One Ocean Learn launches a new learning pathway focusing on small-scale fishers
In anticipation of the Small-Scale Fisheries Summit (SSF Summit) in Rome (5-7 July 2024), the One Ocean Learn open access learning platform has launched a new Learning Pathway, ‘Recognising the human rights of small-scale fishers’.
The Learning Pathway explores the extent to which small-scale fishers’ rights and recognised and protected, highlights the contributions and the knowledge of the small-scale fisher communities, and examines how fishers, in collaboration with various stakeholders, can promote a healthy environment for all.
The free-to-access online course offers 1.5 hours of content across three modules, highlighting the contributions that small-scale fishers (including Indigenous Peoples, women, and children) make to global food security, while also delving into fishers’ distinctive knowledge of the ocean, biodiversity, and climate change.

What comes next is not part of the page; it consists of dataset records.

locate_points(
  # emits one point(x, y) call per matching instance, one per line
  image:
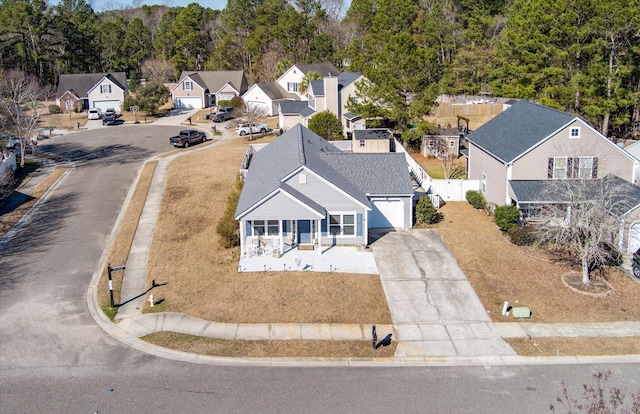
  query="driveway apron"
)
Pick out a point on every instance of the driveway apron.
point(434, 309)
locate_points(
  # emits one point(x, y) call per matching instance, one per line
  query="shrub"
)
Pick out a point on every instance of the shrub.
point(476, 199)
point(522, 235)
point(506, 217)
point(426, 212)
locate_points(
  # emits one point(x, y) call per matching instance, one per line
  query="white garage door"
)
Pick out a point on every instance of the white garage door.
point(104, 105)
point(634, 237)
point(188, 103)
point(387, 213)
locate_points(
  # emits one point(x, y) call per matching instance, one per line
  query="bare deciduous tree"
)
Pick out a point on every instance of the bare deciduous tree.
point(158, 70)
point(583, 216)
point(23, 100)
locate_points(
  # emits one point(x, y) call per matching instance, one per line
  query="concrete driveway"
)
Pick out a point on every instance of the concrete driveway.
point(433, 307)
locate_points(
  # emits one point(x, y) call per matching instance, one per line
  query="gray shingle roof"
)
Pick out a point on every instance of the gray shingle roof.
point(371, 134)
point(296, 108)
point(518, 129)
point(347, 78)
point(81, 83)
point(214, 80)
point(324, 68)
point(355, 174)
point(626, 195)
point(317, 87)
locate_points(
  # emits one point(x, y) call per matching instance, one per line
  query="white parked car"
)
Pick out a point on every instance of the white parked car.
point(246, 129)
point(94, 113)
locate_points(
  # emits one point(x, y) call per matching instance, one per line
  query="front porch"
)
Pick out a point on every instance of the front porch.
point(343, 259)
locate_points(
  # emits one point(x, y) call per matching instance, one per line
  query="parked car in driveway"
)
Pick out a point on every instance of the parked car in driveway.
point(186, 137)
point(246, 129)
point(223, 114)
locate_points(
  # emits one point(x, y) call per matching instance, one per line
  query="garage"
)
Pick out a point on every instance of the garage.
point(188, 103)
point(634, 237)
point(387, 213)
point(104, 105)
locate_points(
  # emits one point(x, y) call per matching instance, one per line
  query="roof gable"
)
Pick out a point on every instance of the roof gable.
point(213, 81)
point(518, 129)
point(357, 175)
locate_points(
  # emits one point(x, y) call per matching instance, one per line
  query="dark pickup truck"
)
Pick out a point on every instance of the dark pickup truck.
point(223, 114)
point(187, 137)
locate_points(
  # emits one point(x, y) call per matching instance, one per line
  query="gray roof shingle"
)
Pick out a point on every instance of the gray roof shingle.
point(518, 129)
point(81, 83)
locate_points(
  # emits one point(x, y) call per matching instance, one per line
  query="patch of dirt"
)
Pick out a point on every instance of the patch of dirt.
point(500, 271)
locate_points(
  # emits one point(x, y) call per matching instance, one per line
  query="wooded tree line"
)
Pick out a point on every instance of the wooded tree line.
point(575, 55)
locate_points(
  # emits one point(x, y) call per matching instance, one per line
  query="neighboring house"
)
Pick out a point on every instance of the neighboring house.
point(634, 150)
point(302, 191)
point(92, 90)
point(372, 140)
point(268, 96)
point(329, 94)
point(291, 79)
point(202, 89)
point(449, 137)
point(532, 142)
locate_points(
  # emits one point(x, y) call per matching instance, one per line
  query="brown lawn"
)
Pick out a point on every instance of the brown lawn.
point(500, 271)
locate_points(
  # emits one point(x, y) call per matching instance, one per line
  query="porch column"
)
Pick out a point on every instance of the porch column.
point(319, 230)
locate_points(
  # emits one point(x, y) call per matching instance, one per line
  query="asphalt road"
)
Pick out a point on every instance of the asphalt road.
point(53, 357)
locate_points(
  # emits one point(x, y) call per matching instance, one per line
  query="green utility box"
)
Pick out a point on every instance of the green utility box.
point(521, 312)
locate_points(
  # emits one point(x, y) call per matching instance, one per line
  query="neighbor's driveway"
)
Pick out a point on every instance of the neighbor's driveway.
point(433, 307)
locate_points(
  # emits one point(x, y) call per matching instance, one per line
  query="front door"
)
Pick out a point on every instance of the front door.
point(304, 231)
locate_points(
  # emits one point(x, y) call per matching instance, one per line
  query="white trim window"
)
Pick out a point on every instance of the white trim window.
point(560, 168)
point(574, 132)
point(342, 224)
point(585, 167)
point(265, 227)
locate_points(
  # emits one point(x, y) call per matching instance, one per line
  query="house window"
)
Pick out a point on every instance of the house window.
point(265, 227)
point(342, 224)
point(559, 168)
point(585, 167)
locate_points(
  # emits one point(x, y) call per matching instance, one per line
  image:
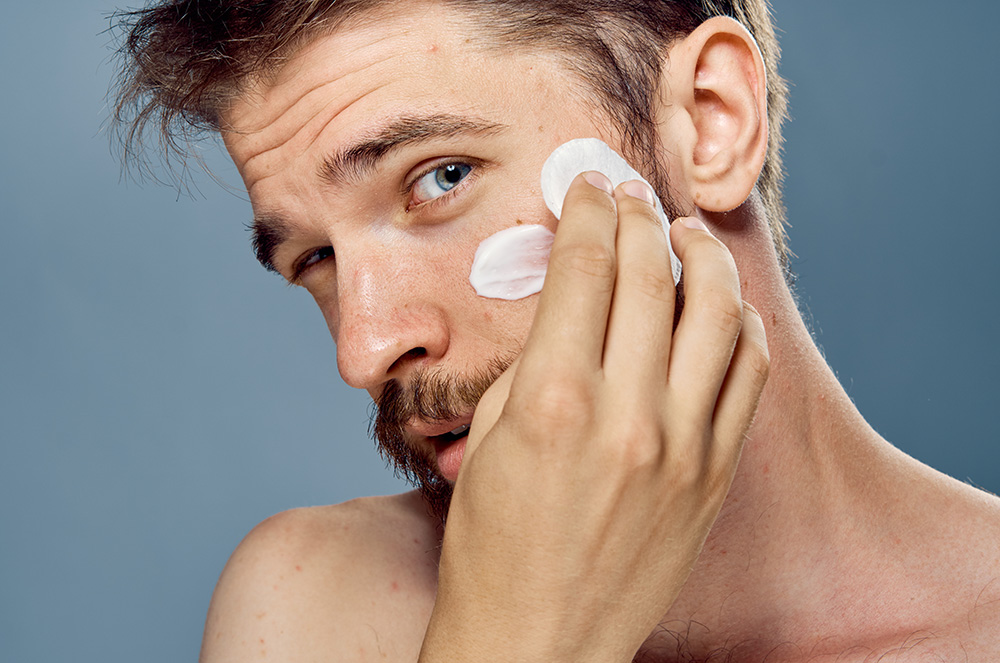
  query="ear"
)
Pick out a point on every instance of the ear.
point(716, 112)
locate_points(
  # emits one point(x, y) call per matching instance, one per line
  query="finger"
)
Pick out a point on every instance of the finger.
point(572, 313)
point(744, 382)
point(710, 322)
point(642, 309)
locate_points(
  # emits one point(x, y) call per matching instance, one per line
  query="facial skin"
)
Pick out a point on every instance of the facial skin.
point(386, 249)
point(824, 523)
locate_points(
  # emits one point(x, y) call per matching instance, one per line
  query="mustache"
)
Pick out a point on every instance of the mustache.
point(433, 396)
point(430, 395)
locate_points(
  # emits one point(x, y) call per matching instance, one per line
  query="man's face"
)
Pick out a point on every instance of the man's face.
point(376, 161)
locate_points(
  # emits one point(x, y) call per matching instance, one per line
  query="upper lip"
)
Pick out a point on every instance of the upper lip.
point(434, 429)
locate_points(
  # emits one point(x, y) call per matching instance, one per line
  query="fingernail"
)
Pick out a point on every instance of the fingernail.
point(600, 181)
point(641, 190)
point(694, 223)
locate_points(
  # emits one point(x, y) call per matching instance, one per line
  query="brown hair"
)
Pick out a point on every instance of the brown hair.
point(182, 60)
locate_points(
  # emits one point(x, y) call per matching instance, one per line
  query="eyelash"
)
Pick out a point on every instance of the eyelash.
point(474, 164)
point(301, 265)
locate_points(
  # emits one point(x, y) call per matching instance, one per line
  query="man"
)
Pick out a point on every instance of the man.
point(598, 511)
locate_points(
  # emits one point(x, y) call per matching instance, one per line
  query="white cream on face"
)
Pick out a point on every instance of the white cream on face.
point(511, 263)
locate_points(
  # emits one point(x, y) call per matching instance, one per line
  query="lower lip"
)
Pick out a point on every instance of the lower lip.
point(450, 459)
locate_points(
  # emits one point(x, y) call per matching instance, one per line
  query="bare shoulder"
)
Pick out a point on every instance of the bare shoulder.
point(967, 569)
point(349, 582)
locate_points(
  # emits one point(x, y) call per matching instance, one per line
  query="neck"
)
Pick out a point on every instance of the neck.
point(801, 540)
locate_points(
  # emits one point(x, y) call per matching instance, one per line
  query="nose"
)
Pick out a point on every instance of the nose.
point(388, 322)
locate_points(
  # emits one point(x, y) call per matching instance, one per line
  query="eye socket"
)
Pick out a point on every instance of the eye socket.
point(438, 182)
point(309, 259)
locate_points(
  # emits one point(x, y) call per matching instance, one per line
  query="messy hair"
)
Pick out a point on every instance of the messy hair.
point(183, 61)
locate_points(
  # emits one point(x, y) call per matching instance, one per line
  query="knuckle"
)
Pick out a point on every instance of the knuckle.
point(636, 447)
point(558, 401)
point(757, 362)
point(655, 284)
point(723, 310)
point(589, 258)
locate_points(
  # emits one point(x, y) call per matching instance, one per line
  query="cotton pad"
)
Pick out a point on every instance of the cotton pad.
point(583, 154)
point(511, 264)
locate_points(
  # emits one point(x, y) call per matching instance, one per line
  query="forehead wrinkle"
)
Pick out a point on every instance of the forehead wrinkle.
point(281, 126)
point(310, 131)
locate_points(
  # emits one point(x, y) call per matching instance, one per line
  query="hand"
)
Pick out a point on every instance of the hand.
point(598, 463)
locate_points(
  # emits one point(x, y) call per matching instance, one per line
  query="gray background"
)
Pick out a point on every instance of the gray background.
point(160, 394)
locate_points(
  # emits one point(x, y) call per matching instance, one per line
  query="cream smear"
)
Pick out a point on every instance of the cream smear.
point(511, 264)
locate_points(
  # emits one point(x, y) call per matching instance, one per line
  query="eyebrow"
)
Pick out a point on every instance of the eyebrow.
point(356, 162)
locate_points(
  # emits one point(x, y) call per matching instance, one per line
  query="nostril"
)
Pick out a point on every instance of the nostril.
point(409, 355)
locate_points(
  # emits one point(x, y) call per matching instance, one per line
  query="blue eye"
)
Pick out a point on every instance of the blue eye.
point(439, 181)
point(310, 259)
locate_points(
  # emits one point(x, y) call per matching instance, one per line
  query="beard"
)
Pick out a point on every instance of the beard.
point(430, 396)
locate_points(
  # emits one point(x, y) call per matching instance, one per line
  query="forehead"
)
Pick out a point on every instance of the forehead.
point(423, 58)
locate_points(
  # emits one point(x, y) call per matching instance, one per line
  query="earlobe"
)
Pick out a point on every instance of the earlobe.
point(716, 79)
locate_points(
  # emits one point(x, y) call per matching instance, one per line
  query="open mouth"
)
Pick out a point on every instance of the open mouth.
point(451, 436)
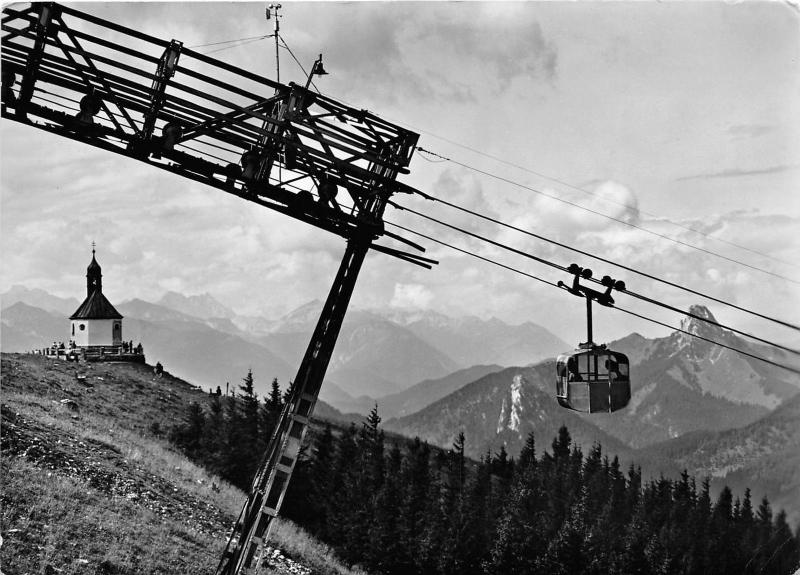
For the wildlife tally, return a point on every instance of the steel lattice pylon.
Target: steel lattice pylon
(173, 108)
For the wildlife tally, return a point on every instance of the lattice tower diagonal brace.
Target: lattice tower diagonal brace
(243, 555)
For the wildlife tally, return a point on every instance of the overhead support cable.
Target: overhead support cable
(598, 258)
(595, 194)
(229, 41)
(601, 214)
(537, 278)
(565, 269)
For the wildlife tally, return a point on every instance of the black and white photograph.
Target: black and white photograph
(400, 288)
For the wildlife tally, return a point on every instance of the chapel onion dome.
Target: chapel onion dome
(95, 306)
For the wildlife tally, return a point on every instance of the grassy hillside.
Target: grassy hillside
(91, 485)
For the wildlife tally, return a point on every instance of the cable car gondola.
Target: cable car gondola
(592, 378)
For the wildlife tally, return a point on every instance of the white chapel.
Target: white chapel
(95, 323)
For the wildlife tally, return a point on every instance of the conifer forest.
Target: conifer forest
(399, 506)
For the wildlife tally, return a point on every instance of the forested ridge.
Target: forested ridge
(399, 506)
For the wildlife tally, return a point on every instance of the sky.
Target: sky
(669, 117)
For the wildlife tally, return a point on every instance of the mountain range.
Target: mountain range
(198, 338)
(694, 405)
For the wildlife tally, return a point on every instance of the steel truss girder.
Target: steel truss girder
(246, 544)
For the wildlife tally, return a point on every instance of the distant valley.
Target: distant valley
(694, 405)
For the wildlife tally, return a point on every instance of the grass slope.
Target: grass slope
(90, 484)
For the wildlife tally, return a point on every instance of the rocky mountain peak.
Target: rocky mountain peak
(694, 324)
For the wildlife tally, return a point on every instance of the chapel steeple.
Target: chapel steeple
(94, 276)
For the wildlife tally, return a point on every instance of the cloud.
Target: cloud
(737, 173)
(415, 296)
(750, 130)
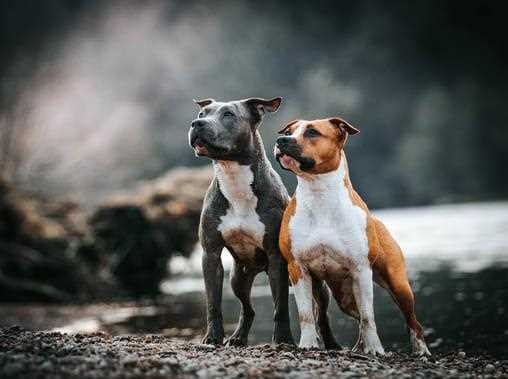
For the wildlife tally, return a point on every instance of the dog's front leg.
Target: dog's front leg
(363, 292)
(213, 273)
(279, 284)
(302, 287)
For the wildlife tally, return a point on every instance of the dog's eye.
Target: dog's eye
(311, 132)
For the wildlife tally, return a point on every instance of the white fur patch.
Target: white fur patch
(326, 224)
(329, 238)
(418, 346)
(241, 227)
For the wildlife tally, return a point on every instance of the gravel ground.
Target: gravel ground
(25, 354)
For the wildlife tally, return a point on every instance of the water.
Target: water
(457, 258)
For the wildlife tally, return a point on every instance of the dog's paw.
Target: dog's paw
(374, 350)
(332, 345)
(418, 346)
(236, 341)
(283, 338)
(213, 338)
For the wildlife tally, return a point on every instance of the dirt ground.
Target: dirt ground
(25, 354)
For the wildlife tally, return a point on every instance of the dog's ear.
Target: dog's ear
(343, 125)
(285, 127)
(263, 105)
(204, 102)
(260, 106)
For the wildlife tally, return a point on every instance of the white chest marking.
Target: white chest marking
(241, 227)
(328, 232)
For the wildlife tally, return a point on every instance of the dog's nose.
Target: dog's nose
(198, 123)
(284, 140)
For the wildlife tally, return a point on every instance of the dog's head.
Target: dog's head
(224, 130)
(312, 147)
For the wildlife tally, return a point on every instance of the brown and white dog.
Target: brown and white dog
(329, 236)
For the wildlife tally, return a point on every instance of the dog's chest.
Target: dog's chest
(328, 233)
(241, 227)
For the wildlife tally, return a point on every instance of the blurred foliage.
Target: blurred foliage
(55, 251)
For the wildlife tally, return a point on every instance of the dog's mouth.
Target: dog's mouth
(290, 159)
(285, 159)
(204, 148)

It also explores the challenges faced by small-scale fishers in having their human rights respected and protected, including continued discrimination and marginalisation which was brought to focus during the International Year of Artisanal Fisheries and Aquaculture (IYAFA, 2022).
The Learning Pathway also highlights the ways in which diverse national and international actors and organisations involved in relevant research and human rights advocacy a can work in solidarity with small-scale fishers to the benefit of everyone’s human right to a healthy environment.